Alessio Azzutti (Institute of Law & Economics – University of Hamburg), Wolf-Georg Ringe (University of Hamburg – Institute of Law & Economics, University of Oxford – Faculty of Law, European Corporate Governance Institute (ECGI)), and H. Siegfried Stiehl (University of Hamburg – Department of Informatics) have posted “Machine Learning, Market Manipulation and Collusion on Capital Markets: Why the ‘Black Box’ matters” on SSRN. Here is the abstract:

This paper offers a novel perspective on the implications of increasingly autonomous and “black box” algorithms, within the ramification of algorithmic trading, for the integrity of capital markets. Artificial intelligence (AI) and particularly its subfield of machine learning (ML) methods have gained immense popularity among the great public and achieved tremendous success in many real-life applications by leading to vast efficiency gains. In the financial trading domain, ML can augment human capabilities in both price prediction, dynamic portfolio optimization, and other financial decision-making tasks. However, thanks to constant progress in the ML technology, the prospect of increasingly capable and autonomous agents to delegate operational tasks and even decision-making is now beyond mere imagination, thus opening up the possibility for approximating (truly) autonomous trading agents anytime soon.

Given these spectacular developments, this paper argues that such autonomous algorithmic traders may involve significant risks to market integrity, independent from their human experts, thanks to self-learning capabilities offered by state-of-the-art and innovative ML methods. Using the proprietary trading industry as a case study, we explore emerging threats to the application of established market abuse laws in the event of algorithmic market abuse, by taking an interdisciplinary stance between financial regulation, law & economics, and computational finance. Specifically, our analysis focuses on two emerging market abuse risks by autonomous algorithms: market manipulation and “tacit” collusion. We explore their likelihood to arise on global capital markets and evaluate related social harm as forms of market failures.

With these new risks in mind, this paper questions the adequacy of existing regulatory frameworks and enforcement mechanisms, as well as current legal rules on the governance of algorithmic trading, to cope with increasingly autonomous and ubiquitous algorithmic trading systems. It shows how the “black box” nature of specific ML-powered algorithmic trading strategies can subvert existing market abuse laws, which are based upon traditional liability concepts and tests (such as “intent” and “causation”).
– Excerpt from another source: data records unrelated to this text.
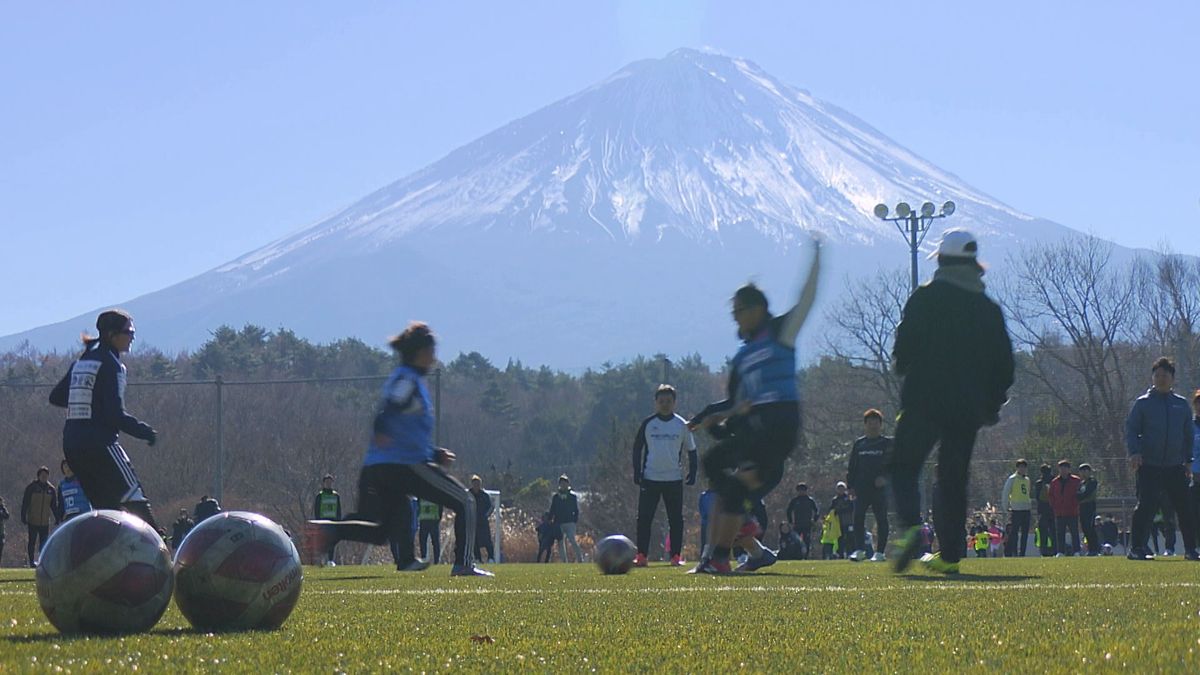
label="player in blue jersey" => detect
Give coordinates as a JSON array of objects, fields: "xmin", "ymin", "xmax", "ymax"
[
  {"xmin": 50, "ymin": 310, "xmax": 162, "ymax": 532},
  {"xmin": 310, "ymin": 322, "xmax": 492, "ymax": 577},
  {"xmin": 688, "ymin": 239, "xmax": 821, "ymax": 574}
]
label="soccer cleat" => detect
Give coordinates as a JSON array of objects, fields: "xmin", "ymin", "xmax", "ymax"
[
  {"xmin": 396, "ymin": 557, "xmax": 430, "ymax": 572},
  {"xmin": 920, "ymin": 552, "xmax": 959, "ymax": 574},
  {"xmin": 892, "ymin": 525, "xmax": 920, "ymax": 574},
  {"xmin": 450, "ymin": 565, "xmax": 496, "ymax": 577},
  {"xmin": 734, "ymin": 546, "xmax": 779, "ymax": 572},
  {"xmin": 688, "ymin": 560, "xmax": 733, "ymax": 575}
]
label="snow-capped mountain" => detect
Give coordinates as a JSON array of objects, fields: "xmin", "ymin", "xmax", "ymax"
[{"xmin": 0, "ymin": 49, "xmax": 1069, "ymax": 369}]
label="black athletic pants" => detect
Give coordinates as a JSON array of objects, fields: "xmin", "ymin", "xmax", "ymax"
[
  {"xmin": 1129, "ymin": 465, "xmax": 1196, "ymax": 551},
  {"xmin": 1079, "ymin": 502, "xmax": 1100, "ymax": 555},
  {"xmin": 25, "ymin": 525, "xmax": 50, "ymax": 567},
  {"xmin": 850, "ymin": 488, "xmax": 888, "ymax": 552},
  {"xmin": 418, "ymin": 520, "xmax": 442, "ymax": 565},
  {"xmin": 637, "ymin": 478, "xmax": 683, "ymax": 556},
  {"xmin": 890, "ymin": 411, "xmax": 979, "ymax": 562},
  {"xmin": 334, "ymin": 464, "xmax": 475, "ymax": 566},
  {"xmin": 1054, "ymin": 515, "xmax": 1080, "ymax": 555},
  {"xmin": 1004, "ymin": 510, "xmax": 1030, "ymax": 557}
]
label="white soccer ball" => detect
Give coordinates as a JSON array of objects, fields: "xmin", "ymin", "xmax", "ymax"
[
  {"xmin": 592, "ymin": 534, "xmax": 637, "ymax": 574},
  {"xmin": 175, "ymin": 510, "xmax": 304, "ymax": 631},
  {"xmin": 36, "ymin": 510, "xmax": 174, "ymax": 633}
]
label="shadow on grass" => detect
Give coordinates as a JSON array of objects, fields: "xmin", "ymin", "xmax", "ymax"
[
  {"xmin": 900, "ymin": 574, "xmax": 1042, "ymax": 584},
  {"xmin": 5, "ymin": 627, "xmax": 192, "ymax": 645}
]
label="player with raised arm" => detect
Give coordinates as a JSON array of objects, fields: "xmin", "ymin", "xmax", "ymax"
[
  {"xmin": 688, "ymin": 239, "xmax": 821, "ymax": 574},
  {"xmin": 310, "ymin": 322, "xmax": 492, "ymax": 577},
  {"xmin": 50, "ymin": 310, "xmax": 162, "ymax": 532}
]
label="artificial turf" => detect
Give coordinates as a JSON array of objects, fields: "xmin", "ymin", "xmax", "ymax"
[{"xmin": 0, "ymin": 558, "xmax": 1200, "ymax": 673}]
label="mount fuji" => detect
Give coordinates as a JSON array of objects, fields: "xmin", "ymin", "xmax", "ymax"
[{"xmin": 0, "ymin": 49, "xmax": 1072, "ymax": 370}]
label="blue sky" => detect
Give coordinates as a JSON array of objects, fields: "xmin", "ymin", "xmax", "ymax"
[{"xmin": 0, "ymin": 0, "xmax": 1200, "ymax": 334}]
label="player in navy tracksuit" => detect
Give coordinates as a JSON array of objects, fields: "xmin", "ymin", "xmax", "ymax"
[
  {"xmin": 689, "ymin": 240, "xmax": 821, "ymax": 574},
  {"xmin": 311, "ymin": 322, "xmax": 492, "ymax": 577},
  {"xmin": 50, "ymin": 310, "xmax": 158, "ymax": 530}
]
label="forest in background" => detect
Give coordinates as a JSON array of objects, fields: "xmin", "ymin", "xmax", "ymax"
[{"xmin": 0, "ymin": 237, "xmax": 1200, "ymax": 565}]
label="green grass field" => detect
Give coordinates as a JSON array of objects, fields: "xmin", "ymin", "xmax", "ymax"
[{"xmin": 0, "ymin": 558, "xmax": 1200, "ymax": 673}]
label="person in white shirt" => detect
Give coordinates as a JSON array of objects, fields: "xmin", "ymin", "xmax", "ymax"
[{"xmin": 632, "ymin": 384, "xmax": 698, "ymax": 567}]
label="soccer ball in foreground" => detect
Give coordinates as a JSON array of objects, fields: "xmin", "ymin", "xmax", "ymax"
[
  {"xmin": 37, "ymin": 510, "xmax": 174, "ymax": 633},
  {"xmin": 175, "ymin": 510, "xmax": 304, "ymax": 631},
  {"xmin": 592, "ymin": 534, "xmax": 637, "ymax": 574}
]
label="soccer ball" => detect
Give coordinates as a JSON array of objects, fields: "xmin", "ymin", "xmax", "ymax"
[
  {"xmin": 37, "ymin": 510, "xmax": 174, "ymax": 633},
  {"xmin": 175, "ymin": 510, "xmax": 304, "ymax": 631},
  {"xmin": 592, "ymin": 534, "xmax": 637, "ymax": 574}
]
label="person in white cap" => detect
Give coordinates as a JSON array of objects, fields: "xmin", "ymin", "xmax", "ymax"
[{"xmin": 889, "ymin": 229, "xmax": 1014, "ymax": 574}]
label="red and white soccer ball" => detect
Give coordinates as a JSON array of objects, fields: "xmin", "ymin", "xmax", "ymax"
[
  {"xmin": 175, "ymin": 510, "xmax": 304, "ymax": 631},
  {"xmin": 592, "ymin": 534, "xmax": 637, "ymax": 574},
  {"xmin": 37, "ymin": 510, "xmax": 174, "ymax": 633}
]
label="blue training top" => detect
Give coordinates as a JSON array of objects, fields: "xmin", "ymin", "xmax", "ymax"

In concluding, by addressing the shortcomings of the present legal framework, we develop a number of guiding principles to assist legal and policy reform in the spirit of promoting and safeguarding market integrity and safety.

Creel & Hellman on The Algorithmic Leviathan

Kathleen Creel (Stanford University) and Deborah Hellman (University of Virginia School of Law) have posted “The Algorithmic Leviathan: Arbitrariness, Fairness, and Opportunity in Algorithmic Decision Making Systems” on SSRN. Here is the abstract:

This article examines the complaint that arbitrary algorithmic decisions wrong those whom they affect. It makes three contributions. First, it provides an analysis of what “arbitrariness” means in this context. Second, it argues that arbitrariness is not of moral concern except when special circumstances apply. However, when the same algorithm or different algorithms based on the same data, are used in multiple contexts, a person may be arbitrarily excluded from a broad range of opportunities. The third contribution is to explain why this systemic exclusion is of moral concern and to offer a solution to address it.